Modern articulated rotors utilize an elastomeric bearing on the root of each blade to allow multi-axis articulation through a single component. The bearing forms a spherical joint that makes measuring angular displacements in specific blade axes both coupled and difficult to measure. A smart sensing concept is developed to uncouple and separately measure the blade flapping, feathering, and lead-lag position. The sensor concept projects a magnetic field from the blade root to the rotor hub such that flap, lag and pitch displacements can be derived from a hub mounted pickup array. The device utilizes permanent magnets on the blade root and an array of Anisotropic Magnetoresitive (AMR) sensors on the hub. The sensor array is integrated with other electronic components, including a microprocessor in a printed circuit board, forming a self contained sensing system.
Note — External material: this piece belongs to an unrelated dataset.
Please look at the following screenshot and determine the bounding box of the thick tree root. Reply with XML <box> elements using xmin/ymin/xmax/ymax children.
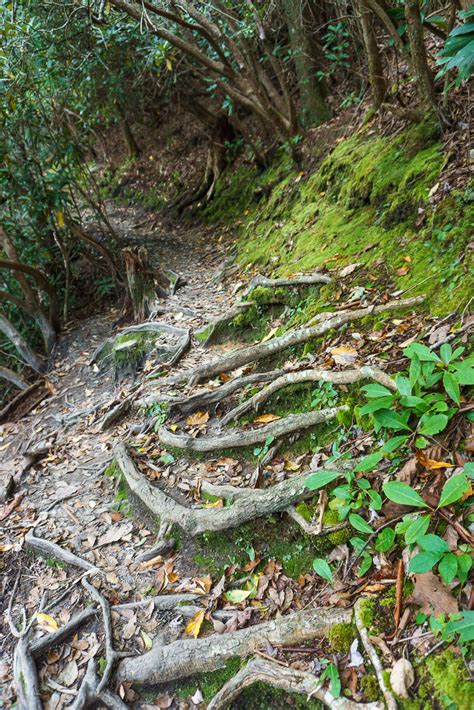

The 'smart' sensor is software driven, self checking, and can be networked with other sensors for application flexibility. The sensor accuracy is ensured through a process that develops calibration coefficients that are loaded into system non-volatile memory. The sensor system is designed for initial application on an articulated tail rotor for flight test purposes. Risk reduction testing is conducted in simulated tail rotor environmental conditions including vibration and shock, elevated centrifugal force (CF), temperature extremes and electromagnetic emissions / susceptibility. All development and test results indicate the new sensor technology is valid and ready for use in its initial flight test application.